Calum McSwiggan

A Stranger in My Own Home

In Gay, Love on October 27, 2012 at 11:16 am

Eclipse

‘Clinging to me, like the last breath you would breathe, you were like home to me, I don’t recognise this street.’

– Ellie Goulding

I stepped off the train and breathed in my hometown, I was glad to be back, excited to walk old walks, and high on the thought of seeing old friends, but from the very first moment, I knew that something wasn’t quite right. I could feel a pair of eyes watching me, stalking me through the station, and following me as I wound back through the streets I’d once escaped from.

But every time I turned around and sought them out, there was nothing, so I carelessly shrugged them off and settled back into the warmth of the place that I once called my home. I awkwardly lingered at first, a stranger in my own home, except it wasn’t my home anymore, it hadn’t been for quite some time.

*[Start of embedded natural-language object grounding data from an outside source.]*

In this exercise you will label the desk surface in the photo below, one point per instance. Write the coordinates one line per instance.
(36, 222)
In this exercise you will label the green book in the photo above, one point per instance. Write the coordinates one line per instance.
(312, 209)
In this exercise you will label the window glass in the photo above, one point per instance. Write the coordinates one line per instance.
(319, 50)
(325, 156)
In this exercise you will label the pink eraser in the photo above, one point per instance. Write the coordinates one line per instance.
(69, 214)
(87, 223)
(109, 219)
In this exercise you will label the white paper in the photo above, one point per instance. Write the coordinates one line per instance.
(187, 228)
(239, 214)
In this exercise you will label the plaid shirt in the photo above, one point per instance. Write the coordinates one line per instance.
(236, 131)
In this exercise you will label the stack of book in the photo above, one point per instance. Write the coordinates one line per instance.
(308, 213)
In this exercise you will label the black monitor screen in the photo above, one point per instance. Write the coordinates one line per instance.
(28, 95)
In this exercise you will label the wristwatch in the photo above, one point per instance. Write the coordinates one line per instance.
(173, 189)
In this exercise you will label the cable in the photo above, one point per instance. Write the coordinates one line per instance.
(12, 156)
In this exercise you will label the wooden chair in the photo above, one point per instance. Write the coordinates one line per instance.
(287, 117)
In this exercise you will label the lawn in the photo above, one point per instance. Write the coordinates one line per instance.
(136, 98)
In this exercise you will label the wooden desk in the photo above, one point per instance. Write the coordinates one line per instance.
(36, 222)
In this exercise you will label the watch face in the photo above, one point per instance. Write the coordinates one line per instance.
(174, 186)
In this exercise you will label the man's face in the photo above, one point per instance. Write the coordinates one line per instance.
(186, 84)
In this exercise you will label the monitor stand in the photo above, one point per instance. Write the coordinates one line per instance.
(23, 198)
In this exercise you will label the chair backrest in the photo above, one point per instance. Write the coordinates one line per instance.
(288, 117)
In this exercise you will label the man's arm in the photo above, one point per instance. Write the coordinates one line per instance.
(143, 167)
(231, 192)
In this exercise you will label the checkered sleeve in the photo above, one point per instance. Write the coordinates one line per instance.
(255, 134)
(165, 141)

Things had changed, new pictures hung on the wall, new furniture filled the room, and new trinkets cluttered the mantle. When you disappear you kind of expect life to stand still behind you, but it doesn’t, you move on, and life moves on with you. It was obvious that like me, my ex had built a new life for himself, and the only thing left of the love we once shared were two silver rings sat next to a picture of a loving couple posing for their engagement. I once knew one of those boys as myself, but he was a stranger to me now, I didn’t recognise him anymore.

I smiled at the photo, placed one of the cold metal bands between my fingers, and let everything it stood for wash over me, a memory that once haunted my every waking dream, a memory that once corrupted me, a memory I thought I was now strong enough to face.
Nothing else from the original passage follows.